Acceptance of the role of social factors in psychiatry gradually gained momentum during the 1960s. As one might conclude from the previous text, antipsychiatrists have made every effort to emphasize the dominant influence of the negative side of the family and society, both in etiopathogenesis and in the repression and discrimination of individuals afflicted with mental illness. Some, like Szasz, even claimed that mental illness is completely a social construct and as such stands for a “canary” who is the messenger of a disturbed society, not a sick individual. If we leave aside such considerations, which I wrote about in more detail in the above-mentioned text on antipsychiatry and turn to the positive side of the role of society in the functioning of the individual, then a more balanced attitude can be achieved, which forms the basis for the development of sociotherapy.
Sociotherapy
I first became familiar with sociotherapy while I was studying medicine at the psychiatric institution “Avala.” Later, during my residency training at the Institute of Mental Health, and while I was working at the Vršac Neuropsychiatric Hospital, my exposure and experience multiplied. All forms of sociotherapy were carried out in those days. There were small and large groups, a therapeutic community, occupational and rehabilitation therapy, a day hospital, and a patient club.

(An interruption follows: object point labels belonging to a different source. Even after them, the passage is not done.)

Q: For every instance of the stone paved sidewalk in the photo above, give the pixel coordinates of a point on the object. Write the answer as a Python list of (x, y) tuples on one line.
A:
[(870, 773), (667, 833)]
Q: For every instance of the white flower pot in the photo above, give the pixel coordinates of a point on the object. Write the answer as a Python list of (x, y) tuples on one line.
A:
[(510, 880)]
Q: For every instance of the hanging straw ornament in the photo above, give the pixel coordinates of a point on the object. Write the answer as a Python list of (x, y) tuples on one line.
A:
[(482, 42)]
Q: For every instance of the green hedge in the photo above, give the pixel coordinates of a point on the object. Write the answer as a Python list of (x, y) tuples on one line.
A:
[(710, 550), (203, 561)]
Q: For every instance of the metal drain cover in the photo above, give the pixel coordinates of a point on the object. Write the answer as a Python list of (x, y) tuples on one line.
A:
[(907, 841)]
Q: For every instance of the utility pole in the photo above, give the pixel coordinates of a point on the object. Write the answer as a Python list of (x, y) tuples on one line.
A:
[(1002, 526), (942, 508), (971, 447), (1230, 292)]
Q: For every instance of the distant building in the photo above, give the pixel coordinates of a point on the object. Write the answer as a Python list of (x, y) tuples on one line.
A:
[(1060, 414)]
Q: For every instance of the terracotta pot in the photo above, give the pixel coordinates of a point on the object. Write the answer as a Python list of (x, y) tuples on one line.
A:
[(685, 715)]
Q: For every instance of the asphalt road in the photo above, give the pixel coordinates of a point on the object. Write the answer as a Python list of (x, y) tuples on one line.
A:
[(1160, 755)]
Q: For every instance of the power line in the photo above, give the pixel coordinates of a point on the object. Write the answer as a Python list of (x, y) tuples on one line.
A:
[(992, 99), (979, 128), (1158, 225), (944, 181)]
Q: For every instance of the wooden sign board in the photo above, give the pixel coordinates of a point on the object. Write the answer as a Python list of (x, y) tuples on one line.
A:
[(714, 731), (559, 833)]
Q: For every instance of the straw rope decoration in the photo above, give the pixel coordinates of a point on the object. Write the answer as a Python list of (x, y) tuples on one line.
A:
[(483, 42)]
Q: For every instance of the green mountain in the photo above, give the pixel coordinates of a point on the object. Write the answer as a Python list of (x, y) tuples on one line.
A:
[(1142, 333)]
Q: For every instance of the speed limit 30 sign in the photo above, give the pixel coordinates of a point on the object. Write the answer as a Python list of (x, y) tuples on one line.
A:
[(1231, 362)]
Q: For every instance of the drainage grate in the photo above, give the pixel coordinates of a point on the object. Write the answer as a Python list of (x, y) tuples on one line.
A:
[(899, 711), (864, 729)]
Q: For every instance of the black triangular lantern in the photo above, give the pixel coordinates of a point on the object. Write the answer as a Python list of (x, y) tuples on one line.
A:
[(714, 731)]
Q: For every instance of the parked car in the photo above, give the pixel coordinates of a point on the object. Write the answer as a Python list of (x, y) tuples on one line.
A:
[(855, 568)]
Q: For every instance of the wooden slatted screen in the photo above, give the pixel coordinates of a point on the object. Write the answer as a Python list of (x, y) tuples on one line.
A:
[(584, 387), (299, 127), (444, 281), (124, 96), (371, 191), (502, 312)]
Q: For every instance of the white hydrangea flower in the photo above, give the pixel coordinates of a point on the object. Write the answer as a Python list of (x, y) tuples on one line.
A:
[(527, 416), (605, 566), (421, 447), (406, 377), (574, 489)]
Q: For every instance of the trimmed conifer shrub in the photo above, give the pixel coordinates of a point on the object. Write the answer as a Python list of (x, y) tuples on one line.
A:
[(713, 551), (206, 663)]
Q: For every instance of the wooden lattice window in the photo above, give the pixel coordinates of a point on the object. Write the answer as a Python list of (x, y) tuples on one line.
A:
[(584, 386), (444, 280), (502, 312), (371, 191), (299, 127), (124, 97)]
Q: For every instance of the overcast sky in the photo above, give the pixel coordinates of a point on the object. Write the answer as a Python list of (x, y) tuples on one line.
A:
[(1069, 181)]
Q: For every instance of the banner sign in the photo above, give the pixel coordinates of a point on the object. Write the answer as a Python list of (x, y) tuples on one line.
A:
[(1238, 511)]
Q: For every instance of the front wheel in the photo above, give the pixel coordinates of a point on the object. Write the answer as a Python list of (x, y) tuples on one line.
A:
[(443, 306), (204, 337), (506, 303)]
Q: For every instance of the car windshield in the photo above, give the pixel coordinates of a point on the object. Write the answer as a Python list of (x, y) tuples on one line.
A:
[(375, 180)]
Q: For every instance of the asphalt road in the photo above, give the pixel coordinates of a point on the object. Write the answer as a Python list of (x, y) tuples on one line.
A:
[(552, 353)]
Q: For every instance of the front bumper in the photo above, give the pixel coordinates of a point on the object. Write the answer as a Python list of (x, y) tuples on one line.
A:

I had the opportunity not only to be a quiet observer but also to be an active participant and facilitator, especially in group therapy. It was a valuable experience for my psychiatric training and skill development which later enabled me to use group therapy as an important treatment method for patients I also treated individually. I think it was a one-of-a-kind experience for me and for the patients. Many of them remembered this period with nostalgia and considered it the most important for their recovery. Obviously, it is relevant for our minds to experience the connection with other people, especially if an atmosphere of safety and confidence is created. Under these circumstances, we are able to discard the usual defensive mechanisms and remove the mask behind which we hide our true faces. We are prepared to immerse ourselves in an energy domain where relationships with others create a matrix of connection, forming a new entity, a group with a common purpose.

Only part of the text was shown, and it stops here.